How do I handle the distance from the mount's back to the attackers if the mount's shoulder height is actually higher than his reach?

There's no such thing. The attacker can attack perfectly normally regardless of the mount's height.

However, if someone is mounted on, say, an elephant, you can just forbid them from using melee weapons (except, perhaps, attacking anyone adjacent to the elephant with reach weapons). It's not covered in the rules, though. This would be houseruling.

And finally: if the mount has attacks of his own, are these in addition or instead of the players attacks? Does this change if it's a paladin's special mount?

Mounts can attack normally, if they have a standard or full-round action to use to do so.

Dunkelhand
2009-01-06, 05:05 PM
Thanks a lot! Guess all problems are solved now :)

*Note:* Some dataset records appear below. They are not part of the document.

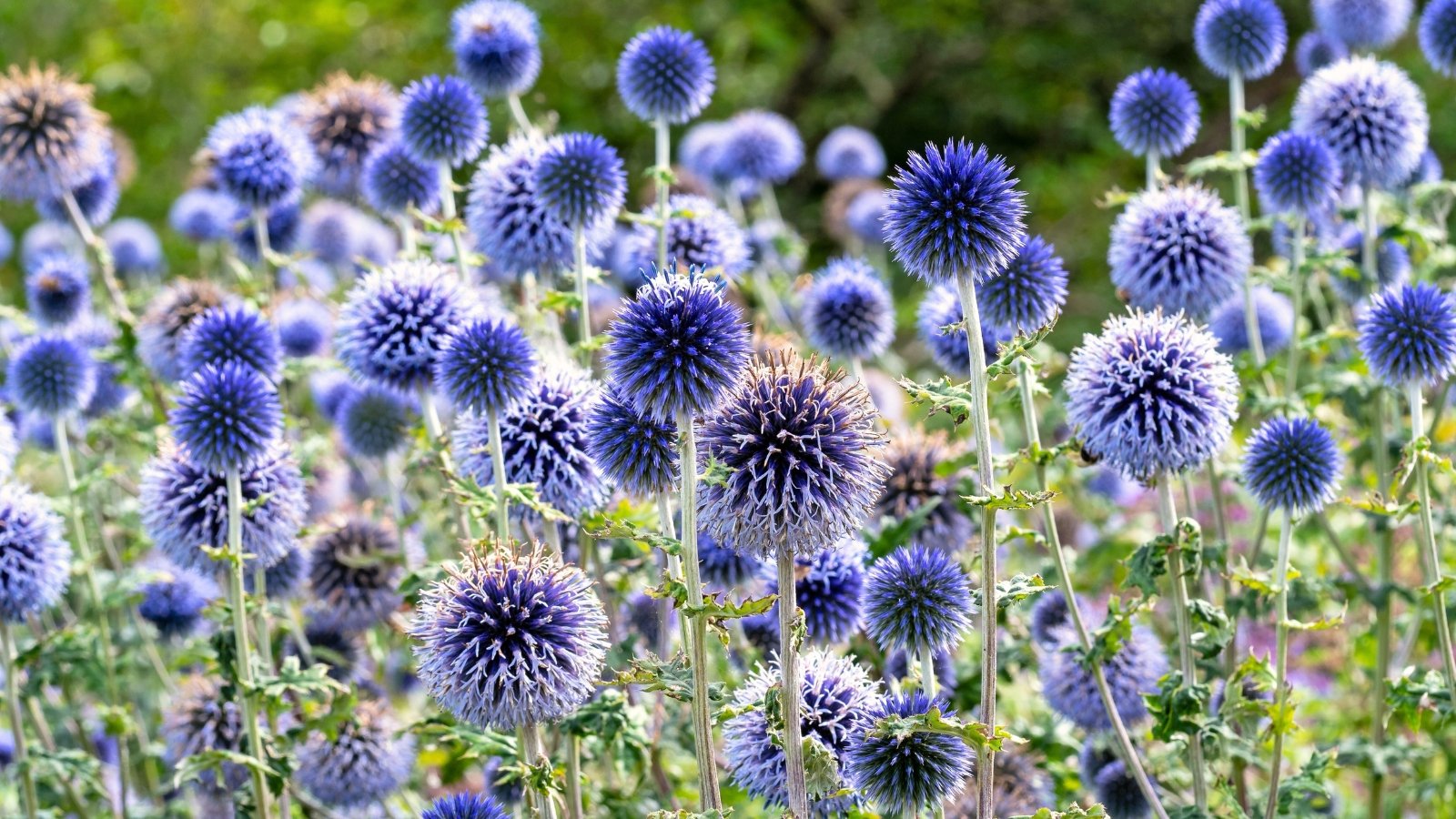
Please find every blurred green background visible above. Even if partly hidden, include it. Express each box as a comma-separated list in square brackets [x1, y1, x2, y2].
[0, 0, 1456, 332]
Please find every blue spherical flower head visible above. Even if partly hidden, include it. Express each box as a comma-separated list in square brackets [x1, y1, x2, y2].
[5, 334, 96, 419]
[1243, 417, 1344, 514]
[864, 545, 976, 656]
[723, 649, 878, 816]
[536, 134, 628, 226]
[844, 693, 973, 816]
[167, 360, 282, 472]
[1356, 281, 1456, 388]
[1066, 312, 1239, 480]
[699, 351, 888, 558]
[1254, 131, 1341, 218]
[884, 140, 1026, 284]
[410, 547, 607, 732]
[450, 0, 541, 97]
[1192, 0, 1289, 80]
[1294, 56, 1430, 189]
[399, 75, 490, 167]
[604, 267, 750, 422]
[1109, 68, 1198, 156]
[976, 236, 1067, 332]
[1312, 0, 1412, 51]
[0, 64, 111, 199]
[814, 126, 885, 182]
[617, 26, 718, 126]
[333, 259, 473, 389]
[207, 106, 318, 208]
[1107, 185, 1254, 318]
[587, 388, 679, 497]
[1208, 287, 1294, 356]
[801, 257, 895, 359]
[177, 306, 282, 379]
[25, 254, 90, 327]
[0, 480, 71, 622]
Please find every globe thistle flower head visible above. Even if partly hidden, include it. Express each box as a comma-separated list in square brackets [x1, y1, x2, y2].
[801, 257, 895, 359]
[617, 26, 718, 126]
[844, 693, 973, 816]
[177, 306, 282, 379]
[1294, 57, 1430, 189]
[333, 259, 473, 389]
[1254, 131, 1342, 217]
[1066, 312, 1239, 480]
[400, 75, 490, 166]
[296, 691, 415, 809]
[604, 265, 750, 422]
[0, 64, 111, 199]
[0, 480, 71, 622]
[536, 133, 628, 226]
[1192, 0, 1289, 80]
[293, 71, 400, 197]
[864, 543, 977, 656]
[1356, 281, 1456, 388]
[1107, 185, 1254, 318]
[699, 351, 888, 558]
[1208, 286, 1294, 356]
[718, 111, 804, 184]
[207, 106, 318, 208]
[5, 332, 96, 419]
[410, 545, 607, 732]
[884, 140, 1026, 284]
[1310, 0, 1412, 49]
[587, 388, 680, 497]
[167, 360, 282, 472]
[25, 254, 90, 328]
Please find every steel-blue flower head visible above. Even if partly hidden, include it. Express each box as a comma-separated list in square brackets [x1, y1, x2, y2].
[1254, 131, 1342, 218]
[177, 306, 282, 379]
[333, 259, 473, 389]
[801, 257, 895, 359]
[617, 26, 718, 126]
[207, 106, 318, 208]
[697, 351, 888, 558]
[1294, 56, 1430, 189]
[814, 126, 885, 182]
[844, 693, 973, 816]
[1208, 286, 1294, 356]
[0, 480, 71, 622]
[1066, 312, 1239, 480]
[604, 265, 750, 422]
[723, 649, 879, 819]
[536, 133, 628, 226]
[25, 254, 90, 327]
[141, 441, 308, 573]
[1356, 281, 1456, 388]
[1243, 417, 1344, 514]
[1192, 0, 1289, 80]
[1312, 0, 1412, 51]
[5, 332, 96, 419]
[1107, 185, 1254, 318]
[0, 64, 111, 199]
[410, 545, 607, 732]
[884, 140, 1026, 284]
[167, 360, 282, 472]
[450, 0, 541, 97]
[864, 543, 977, 656]
[587, 386, 680, 497]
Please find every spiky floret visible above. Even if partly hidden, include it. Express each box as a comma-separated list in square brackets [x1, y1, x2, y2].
[1066, 312, 1239, 480]
[699, 351, 888, 557]
[410, 543, 607, 732]
[1107, 185, 1254, 318]
[884, 140, 1026, 284]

Mounts can attack normally, if they have a standard or full-round action to use to do so.
I guess that means the mount moves on the player's initiative but attacks on it's own? Hm... does this mean if the mount has higher initiative than the player it could full attack and thus preventing the player's char from moving (unless the player's move action is a dismount)?
I thought I read that the mount moves on the player's initiative?

Um.. guess I am still confused. Less than before, but still confused :)

Tsotha-lanti
2009-01-06, 05:10 PM
I would think the mount acts entirely on the rider's initiative.

I don't know what the rules actually say, but we've always played animal companions, mounts, and pets as acting on the PC's initiative to whom they belong. If it's based on anything, it's probably in the DMG or PHB - definitely nothing in the SRD.

The rider would have to be pretty stupid to make the mount perform a full attack if he wants to move, though. Mounts are controlled by their riders.

RebelRogue
2009-01-06, 05:35 PM
These (http://www.wizards.com/default.asp?x=dnd/rg/20050125a) might (http://www.wizards.com/default.asp?x=dnd/rg/20050201a) be (http://www.wizards.com/default.asp?x=dnd/rg/20050208a) of (http://www.wizards.com/default.asp?x=dnd/rg/20050215a) help (http://www.wizards.com/default.asp?x=dnd/rg/20050222a).

Dunkelhand
2009-01-06, 08:03 PM
Ok, so, since a paladin mount has an int of at least 6, it does have it's own initiative. And the paladin has to do diplomacy checks in order to command the mount? Is somebody playing it like this?
Or can the paladin simply command the mount?

ericgrau
2009-01-06, 09:17 PM
Ok, so, since a paladin mount has an int of at least 6, it does have it's own initiative. And the paladin has to do diplomacy checks in order to command the mount? Is somebody playing it like this?
Or can the paladin simply command the mount?

Most people act like they have telepathic control of their mount/animal-companion or that the mount/etc. is a 2nd character. But that is usually wrong. Take a look at the handle animal skill and ride skill to see what you can do. Your mount is a war-trained mount, btw.

Basically your mount knows "tricks" like a police dog, which requires a handle animal check and a move action. Plus you can do certain things while mounted, which requires a ride check and some kind of action (often a free action, though). Riding around normally requires no check nor action. Your empathic link also lets you communicate general emotions, which may or may not be helpful. You and/or your DM may argue that your int 6+ mount is smart enough to figure some things out on its own.

Tsotha-lanti
2009-01-07, 05:14 AM
With, say, paladin mounts and animal companions, I usually think requiring Handle Animal checks is excessive. They're class features.

With most anything else - like, say, a low-level PC buying 10 war dogs and armoring them all - I absolutely think you have to require Handle Animal checks to keep some kind of balance going.